Ibnu Taimiyah berkata:

“Para ahli fikih telah membedakan antara pelaku maksiat sejak awal perjalanan dan pelaku maksiat  di tengah perjalanan, mereka berkata: “Jika dia melakukan perjalanan yang mubah, seperti haji, umrah dan jihad, maka dia boleh mengqashor dan berbuka puasa sesuai dengan kesepakatan para imam empat, meskipun dia melakukan maksiat di tengah perjalanan”. (Majmu’ Fatawa: 18/254)

Ar Rafi’i berkata:

“Rukhsoh itu ditetapkan sebagai bentuk keringanan dan bantuan dalam perjalanan, tidak ada jalan untuk membantu pelaku maksiat dalam maksiatnya, berbeda dengan safar yang mubah pada awalnya, namun di tengah jalan dia melakukan maksiat, maka hal itu tidak menghalanginya untuk melakukan safar akan tetapi yang menghalanginya adalah perbuatan maksiatnya”. (Al Aziz Syarhu al Wajiz: 2/223)

Jika safar tidak menghalanginya –sebagaimana yang disebutkan oleh Ar Rafi’i- maka sebab-sebab dalam safar pun tidak menghalangi juga”.

Syeikh Ibnu Utsaimin berkata:

“Perbedaan di antara keduanya adalah yang pertama tidak membawanya untuk bepergian kecuali maksiat, namun yang kedua mempunyai tujuan lain namun di tengah perjalanan dia melakukan maksiat.

Yang serupa dengan hal itu, jika ada seseorang yang menyewa rumah anda untuk menjadikannya pusat perbuatan yang sia-sia, maka haram hukumnya menyewakan rumah tersebut. Namun jika dia menyewanya untuk tempat tinggal, kemudian dipakai pusat perbuatan sia-sia, maka menyewakannya tidak haram hukumnya.

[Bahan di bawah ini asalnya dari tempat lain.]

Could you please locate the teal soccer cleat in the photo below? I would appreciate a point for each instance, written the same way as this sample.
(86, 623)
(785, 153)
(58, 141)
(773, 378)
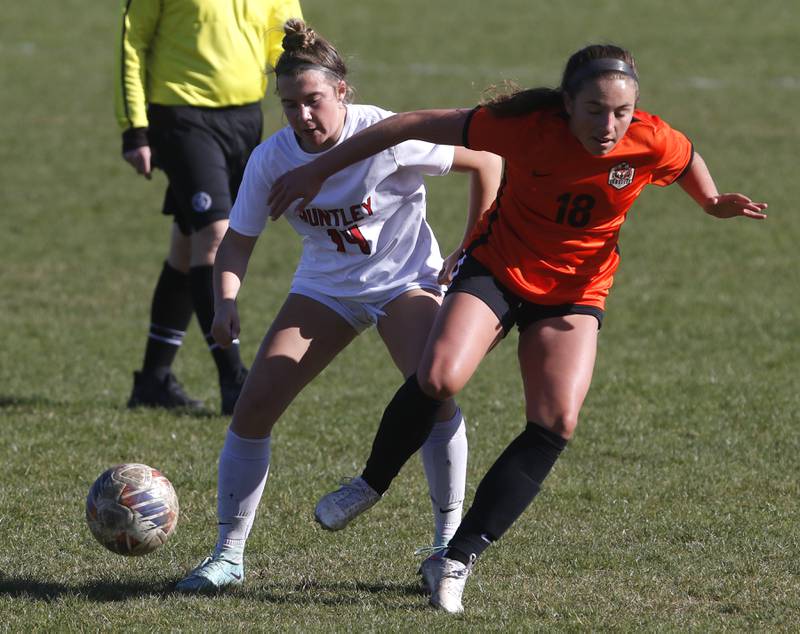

Perbedaannya adalah yang pertama menyewa rumah untuk perbuatan haram, sedangkan yang kedua dia menyewa rumah untuk perkara mubah, namun dia melakukan perbuatan haram di dalamnya”. (Ta’liqaat Ibni Utsaimin ‘Ala Al Kaafi: 3/126 sesuai dengan Maktabah Syamilah)

Jika syari’at telah membolehkan bagi pelaku maksiat dalam perjalanannya mengambil rukhsoh (keringanan ibadah) dalam perjalanan, yang membantunya untuk meringankan perjalanannya, maka semua yang berkaitan dengan perjalanannya juga boleh  dibantu, seperti pemesanan tiket pesawat terbang, hotel dan lain sebagainya.

Kami telah bertanya kepada Syeikh Abdur Rahman Al Barrak –hafidzahullah- dalam masalah ini, maka beliau berkata:

“Jika tujuan safarnya mubah, namun bisa jadi seorang musafir di tengah perjalanan melakukan dosa, maka tidak apa-apa memesankan (tiket) untuknya, akan tetapi jika safarnya bertujuan untuk melakukan perbuatan haram, maka tidak boleh membantunya”.